The walk is off track on private land. As of August 2020 you can contact Lake Coleridge Station on (03) 318 5123 for permission to access the mountain. We filled out an intentions form and picked up a key so we could get through a deer gate and park our car inside the station boundary. You can see that exact spot in the Google map below. I suspect that in mid-spring you may not be able to access the land due to lambing, but you can always ask.
From the start head over to a fenced paddock containing greener plants. Pass through a gate and then follow the fence line west until near point 681. You then head pretty much straight up the mountain, joining the ridge that runs from point 681 through point 1173m and on to the twin summit plateau. (I actually made a tiny cairn at the spot I thought was best on our descent, and this was a bit before point point 681, but have a look and see where the scrub is thinnest).

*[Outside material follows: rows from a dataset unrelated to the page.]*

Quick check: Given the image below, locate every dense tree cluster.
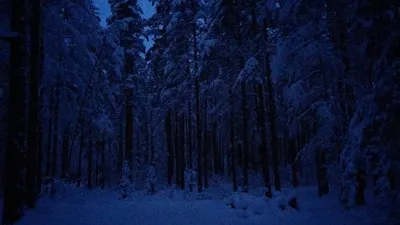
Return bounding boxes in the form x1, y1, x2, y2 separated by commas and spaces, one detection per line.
0, 0, 400, 224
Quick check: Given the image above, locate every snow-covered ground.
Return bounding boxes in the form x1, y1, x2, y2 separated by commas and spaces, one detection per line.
7, 187, 371, 225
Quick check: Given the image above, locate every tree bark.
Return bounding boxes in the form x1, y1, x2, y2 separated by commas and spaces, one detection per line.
229, 88, 238, 192
165, 109, 174, 187
25, 0, 42, 208
87, 125, 93, 189
257, 84, 272, 198
46, 88, 54, 177
76, 117, 85, 187
2, 0, 26, 221
241, 82, 249, 192
125, 88, 133, 172
51, 75, 61, 177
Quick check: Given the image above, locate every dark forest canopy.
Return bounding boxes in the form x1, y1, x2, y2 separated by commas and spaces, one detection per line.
0, 0, 400, 224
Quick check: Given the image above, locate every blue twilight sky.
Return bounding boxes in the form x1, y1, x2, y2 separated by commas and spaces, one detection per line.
94, 0, 155, 50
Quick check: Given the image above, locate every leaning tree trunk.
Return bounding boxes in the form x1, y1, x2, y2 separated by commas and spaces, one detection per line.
25, 0, 42, 208
2, 0, 26, 221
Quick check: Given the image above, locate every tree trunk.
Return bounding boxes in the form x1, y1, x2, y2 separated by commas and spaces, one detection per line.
212, 119, 222, 175
264, 31, 281, 191
51, 75, 61, 177
125, 88, 133, 172
202, 98, 210, 188
188, 101, 193, 170
174, 110, 181, 188
229, 88, 238, 192
76, 117, 85, 187
61, 127, 69, 179
118, 120, 124, 176
165, 109, 174, 187
191, 0, 203, 192
241, 82, 249, 192
316, 149, 329, 197
25, 0, 42, 208
257, 84, 272, 198
46, 88, 54, 177
87, 125, 93, 189
100, 134, 106, 189
179, 113, 185, 190
2, 0, 26, 221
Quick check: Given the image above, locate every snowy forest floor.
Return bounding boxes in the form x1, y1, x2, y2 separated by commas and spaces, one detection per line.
0, 185, 372, 225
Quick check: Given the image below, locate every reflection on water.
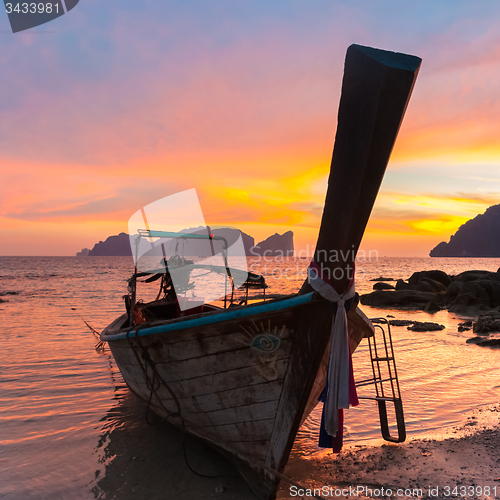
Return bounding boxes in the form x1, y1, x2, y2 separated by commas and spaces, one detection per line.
92, 380, 255, 500
0, 257, 500, 500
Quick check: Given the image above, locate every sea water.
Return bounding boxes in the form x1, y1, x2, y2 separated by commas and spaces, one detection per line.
0, 257, 500, 500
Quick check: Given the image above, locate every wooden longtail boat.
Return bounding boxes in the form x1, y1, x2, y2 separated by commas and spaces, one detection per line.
101, 45, 421, 500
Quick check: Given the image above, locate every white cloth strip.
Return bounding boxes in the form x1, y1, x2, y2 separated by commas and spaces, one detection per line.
307, 267, 355, 436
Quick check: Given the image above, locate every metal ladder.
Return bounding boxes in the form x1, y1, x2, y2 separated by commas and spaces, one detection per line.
356, 318, 406, 443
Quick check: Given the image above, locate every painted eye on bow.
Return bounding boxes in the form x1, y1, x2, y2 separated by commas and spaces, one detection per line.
250, 333, 281, 352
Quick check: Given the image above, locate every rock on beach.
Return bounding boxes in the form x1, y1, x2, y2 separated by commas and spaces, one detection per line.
361, 269, 500, 314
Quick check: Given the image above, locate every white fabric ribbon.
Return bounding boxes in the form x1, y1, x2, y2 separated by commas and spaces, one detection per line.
307, 267, 355, 436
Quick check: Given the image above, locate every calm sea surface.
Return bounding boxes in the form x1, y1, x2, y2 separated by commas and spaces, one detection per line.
0, 257, 500, 500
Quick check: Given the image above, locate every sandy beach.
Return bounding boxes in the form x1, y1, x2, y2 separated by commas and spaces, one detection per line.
278, 405, 500, 499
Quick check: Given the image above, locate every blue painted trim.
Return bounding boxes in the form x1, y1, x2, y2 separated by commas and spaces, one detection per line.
101, 292, 313, 341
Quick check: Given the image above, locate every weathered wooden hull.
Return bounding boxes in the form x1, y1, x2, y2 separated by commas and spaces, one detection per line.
102, 295, 332, 500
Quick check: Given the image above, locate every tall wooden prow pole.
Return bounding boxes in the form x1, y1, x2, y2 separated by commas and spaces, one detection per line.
301, 45, 421, 294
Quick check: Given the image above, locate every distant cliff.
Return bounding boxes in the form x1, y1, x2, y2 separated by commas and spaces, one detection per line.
77, 228, 293, 257
429, 205, 500, 257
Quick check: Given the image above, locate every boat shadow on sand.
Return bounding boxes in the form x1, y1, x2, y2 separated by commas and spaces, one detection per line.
91, 386, 255, 500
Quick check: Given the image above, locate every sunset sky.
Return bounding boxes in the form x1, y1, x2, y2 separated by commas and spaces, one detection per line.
0, 0, 500, 256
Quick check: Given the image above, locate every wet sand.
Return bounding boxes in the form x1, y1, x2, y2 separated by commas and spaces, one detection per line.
278, 405, 500, 500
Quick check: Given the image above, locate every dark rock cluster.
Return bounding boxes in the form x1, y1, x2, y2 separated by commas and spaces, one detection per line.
361, 270, 500, 314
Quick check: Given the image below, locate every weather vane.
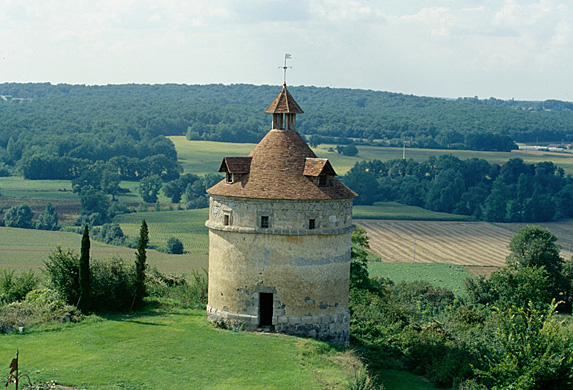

It’s then an easy walk to the high summit, and if you had time you could easily fit in the low summit too (although we didn’t). You can return the same way, and I’ve seen online that others have descended more directly down the eastern face, but I’m not sure about the scrub situation down there.
I found having walking poles to be very useful, including using just one for stability on the steep descent down the lower sections of the mountain. You may well need ice axe and crampons in winter, (others have said so), however in the mild winter of 2020 when we did it there wasn’t even snow on the summit, (a few patches), so we didn’t need anything.